Jesus: the Doer of God’s Will

It makes all the difference when we see HIM in the Word! The Bible is lit up then: it is like a new Book to us! In “all the Scriptures” His varied glories shine also for us.

This is the main object of the Bible. It is not simply a book of history, but a divinely inspired volume to give to us the knowledge of God; and the more we progress in this, the more are the boasted results of the Germanized criticism of its sacred pages seen to be worse than vanity.

The first writing of which any mention is made is “the volume of the Book,” and it speaks entirely of Jesus, the doer of God’s will. And that writing is a document that the hand of man shall not and cannot touch! The destructive efforts of the unbelieving critic have not reached up to it. It also speaks of our Lord Jesus Christ. In the heavenly record of the counsels of the Godhead—in the eternal roll—it is written of Him, “I delight to do Thy will, O My God” (Ps. 40:8; Heb. 10:7). He is the subject of that volume, as coming to do God’s will, and as delighting in it; but how much that involved!

“Lo, I come to do Thy will,” He said; and, “A body hast Thou prepared Me” (Heb. 10:5). This was necessary, that thus, as a man, in the place of obedience, He might have the “ears” of Psalm 40:6. Going forward in that path, the rising storm of calumny and shame began to beat pitilessly upon Him, but to God’s will He was devoted, and He would not turn back. Innumerable evils thickened about Him! “They that hate me without a cause,” He said, “are more than the hairs of mine head.” They smote Him. They plucked the hair from His cheek. They spat upon Him. He turned not to the right or to the left, but pressed onward in the path of God’s will. What did the religionists, who clamoured for His life, know of that? They thought God was against Him—that He was smitten of God and afflicted! When they saw Him they esteemed him not; they despised and rejected Him.

And what of Jesus?—He “despised the shame” they heaped upon Him; but He did not despise the cross—He “endured” that! Yea, and He must endure it, in all its awful depths of sorrow and suffering, if God’s will were to be accomplished. Into those unsounded deeps His love for His God and Father carried Him. To the natural eye His path appeared to be all wrong but in devotedness to God’s will He went onward. He looked into the dark cup which He must drink, and though sweat as blood fell from Him, He took the cup and drank it—“Thy will be done,” He said. He finished the work He came to do. He glorified God on the earth. He was the mighty One. Any other would have been crushed under the heavy load of sin and judgment, which He bore when He endured the cross, when He settled for God’s glory the question of good and evil.

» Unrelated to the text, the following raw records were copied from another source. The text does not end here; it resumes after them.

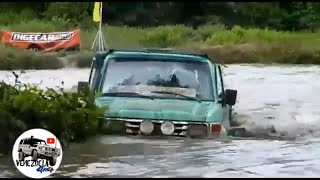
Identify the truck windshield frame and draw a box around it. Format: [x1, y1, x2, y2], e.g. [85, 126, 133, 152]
[99, 58, 215, 101]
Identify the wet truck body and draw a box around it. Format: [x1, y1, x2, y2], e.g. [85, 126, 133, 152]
[78, 50, 237, 137]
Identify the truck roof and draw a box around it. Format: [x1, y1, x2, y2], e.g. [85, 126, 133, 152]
[95, 49, 209, 61]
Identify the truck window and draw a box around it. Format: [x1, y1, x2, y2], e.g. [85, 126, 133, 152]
[89, 60, 96, 83]
[102, 58, 214, 101]
[23, 139, 30, 145]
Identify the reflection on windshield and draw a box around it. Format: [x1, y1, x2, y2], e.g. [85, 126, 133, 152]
[102, 59, 213, 100]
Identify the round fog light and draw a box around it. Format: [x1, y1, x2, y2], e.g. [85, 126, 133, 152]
[160, 121, 174, 135]
[140, 121, 154, 134]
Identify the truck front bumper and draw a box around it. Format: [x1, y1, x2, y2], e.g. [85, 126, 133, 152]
[99, 118, 226, 137]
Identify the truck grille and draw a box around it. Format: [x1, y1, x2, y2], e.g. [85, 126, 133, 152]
[105, 119, 208, 136]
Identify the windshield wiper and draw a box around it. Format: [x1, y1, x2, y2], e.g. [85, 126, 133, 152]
[102, 92, 153, 100]
[151, 91, 201, 102]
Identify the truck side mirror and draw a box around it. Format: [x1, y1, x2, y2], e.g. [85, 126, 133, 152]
[225, 89, 237, 106]
[78, 81, 89, 93]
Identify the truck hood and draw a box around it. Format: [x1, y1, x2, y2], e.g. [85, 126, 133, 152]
[95, 97, 213, 122]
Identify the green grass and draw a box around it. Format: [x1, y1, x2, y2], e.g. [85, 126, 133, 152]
[0, 19, 320, 69]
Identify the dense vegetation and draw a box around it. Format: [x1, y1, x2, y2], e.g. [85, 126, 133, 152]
[0, 79, 106, 154]
[0, 2, 320, 69]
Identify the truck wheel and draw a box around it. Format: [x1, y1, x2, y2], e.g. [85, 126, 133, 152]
[19, 152, 24, 161]
[49, 157, 57, 166]
[32, 150, 38, 161]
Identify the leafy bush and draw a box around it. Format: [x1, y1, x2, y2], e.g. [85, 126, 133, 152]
[0, 46, 63, 70]
[0, 82, 106, 154]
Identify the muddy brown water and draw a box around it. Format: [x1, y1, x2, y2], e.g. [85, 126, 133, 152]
[0, 65, 320, 177]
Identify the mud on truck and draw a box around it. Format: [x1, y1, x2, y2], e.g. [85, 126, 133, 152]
[78, 49, 241, 137]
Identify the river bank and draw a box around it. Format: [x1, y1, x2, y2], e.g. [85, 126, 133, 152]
[0, 80, 106, 154]
[0, 21, 320, 70]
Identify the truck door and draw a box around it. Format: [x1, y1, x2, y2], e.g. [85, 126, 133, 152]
[216, 65, 229, 125]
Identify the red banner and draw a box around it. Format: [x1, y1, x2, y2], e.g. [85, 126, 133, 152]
[2, 29, 80, 52]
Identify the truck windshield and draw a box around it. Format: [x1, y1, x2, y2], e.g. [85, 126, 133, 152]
[102, 58, 213, 101]
[32, 138, 46, 145]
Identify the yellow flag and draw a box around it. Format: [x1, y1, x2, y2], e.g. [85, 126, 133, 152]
[93, 2, 102, 22]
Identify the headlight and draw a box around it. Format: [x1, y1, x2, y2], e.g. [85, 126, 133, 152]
[160, 121, 174, 135]
[140, 121, 154, 134]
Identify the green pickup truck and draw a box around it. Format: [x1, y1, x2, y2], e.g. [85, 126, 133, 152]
[78, 49, 237, 138]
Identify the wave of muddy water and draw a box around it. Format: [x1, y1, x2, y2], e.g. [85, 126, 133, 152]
[0, 65, 320, 177]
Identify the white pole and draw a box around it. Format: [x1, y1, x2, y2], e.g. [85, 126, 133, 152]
[91, 2, 107, 52]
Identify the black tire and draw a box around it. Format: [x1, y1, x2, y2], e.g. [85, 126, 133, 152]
[49, 157, 57, 166]
[19, 151, 25, 161]
[32, 150, 38, 161]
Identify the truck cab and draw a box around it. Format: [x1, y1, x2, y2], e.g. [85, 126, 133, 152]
[78, 49, 237, 137]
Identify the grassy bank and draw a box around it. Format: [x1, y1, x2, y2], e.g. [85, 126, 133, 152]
[0, 82, 106, 154]
[0, 20, 320, 69]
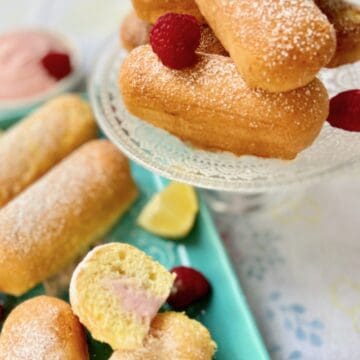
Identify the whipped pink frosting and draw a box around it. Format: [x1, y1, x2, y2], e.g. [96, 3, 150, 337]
[106, 276, 165, 320]
[0, 30, 68, 100]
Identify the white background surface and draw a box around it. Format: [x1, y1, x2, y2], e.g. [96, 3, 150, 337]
[0, 0, 360, 360]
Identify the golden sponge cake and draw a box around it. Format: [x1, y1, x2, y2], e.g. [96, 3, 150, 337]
[195, 0, 336, 92]
[132, 0, 205, 24]
[0, 296, 89, 360]
[0, 140, 137, 295]
[0, 95, 96, 207]
[119, 46, 329, 159]
[110, 312, 216, 360]
[70, 243, 174, 350]
[315, 0, 360, 68]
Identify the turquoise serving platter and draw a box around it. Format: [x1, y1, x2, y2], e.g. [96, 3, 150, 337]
[1, 112, 269, 360]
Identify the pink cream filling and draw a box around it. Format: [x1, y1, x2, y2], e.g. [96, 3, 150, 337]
[106, 277, 164, 320]
[0, 31, 68, 100]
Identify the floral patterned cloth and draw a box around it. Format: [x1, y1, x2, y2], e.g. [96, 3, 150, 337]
[217, 175, 360, 360]
[0, 0, 360, 360]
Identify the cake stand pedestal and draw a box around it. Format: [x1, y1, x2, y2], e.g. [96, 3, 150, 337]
[89, 38, 360, 212]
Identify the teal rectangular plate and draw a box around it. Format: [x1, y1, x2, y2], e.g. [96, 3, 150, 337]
[0, 114, 269, 360]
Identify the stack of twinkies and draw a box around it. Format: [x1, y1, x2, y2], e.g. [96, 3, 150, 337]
[119, 0, 360, 160]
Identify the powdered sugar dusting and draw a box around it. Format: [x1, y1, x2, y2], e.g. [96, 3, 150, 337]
[125, 46, 324, 124]
[0, 141, 127, 273]
[1, 306, 65, 360]
[218, 0, 334, 68]
[198, 25, 229, 56]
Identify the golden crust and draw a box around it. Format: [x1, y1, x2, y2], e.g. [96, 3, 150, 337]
[0, 140, 137, 295]
[0, 95, 96, 207]
[110, 312, 216, 360]
[315, 0, 360, 68]
[120, 13, 229, 56]
[195, 0, 336, 92]
[119, 46, 329, 159]
[120, 11, 151, 51]
[0, 296, 89, 360]
[132, 0, 205, 24]
[70, 243, 175, 350]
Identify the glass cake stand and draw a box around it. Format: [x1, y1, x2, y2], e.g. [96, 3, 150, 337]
[89, 39, 360, 211]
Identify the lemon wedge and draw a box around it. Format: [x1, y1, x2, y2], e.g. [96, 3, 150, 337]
[137, 182, 199, 239]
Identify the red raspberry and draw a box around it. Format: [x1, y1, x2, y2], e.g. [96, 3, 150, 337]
[150, 13, 201, 70]
[167, 266, 211, 310]
[41, 51, 72, 80]
[328, 90, 360, 131]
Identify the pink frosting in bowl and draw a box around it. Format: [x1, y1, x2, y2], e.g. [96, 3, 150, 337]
[0, 29, 79, 110]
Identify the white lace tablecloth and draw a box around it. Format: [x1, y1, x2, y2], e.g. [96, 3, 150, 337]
[0, 0, 360, 360]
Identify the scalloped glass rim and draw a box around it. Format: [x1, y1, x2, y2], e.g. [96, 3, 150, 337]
[89, 39, 360, 193]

Rising in triumph from the grave, He has brought us, according to God’s will to Himself—“we are sanctified through the offering of the body of Jesus Christ once”; and “He that sanctifieth and they who are sanctified are all of one: for which cause He is not ashamed to call them brethren.” Wonderful fact! His brethren. And as the risen Man He said, “I ascend unto My Father and your Father; and to My God and your God”—thus putting us into the same relationship as Himself with God; and all this is in accord with the will of God. How much more that will involves we may not here go into; but Jesus is the Doer of it. God’s pleasure prospers in His hand! Blessed, adorable Lord and Saviour.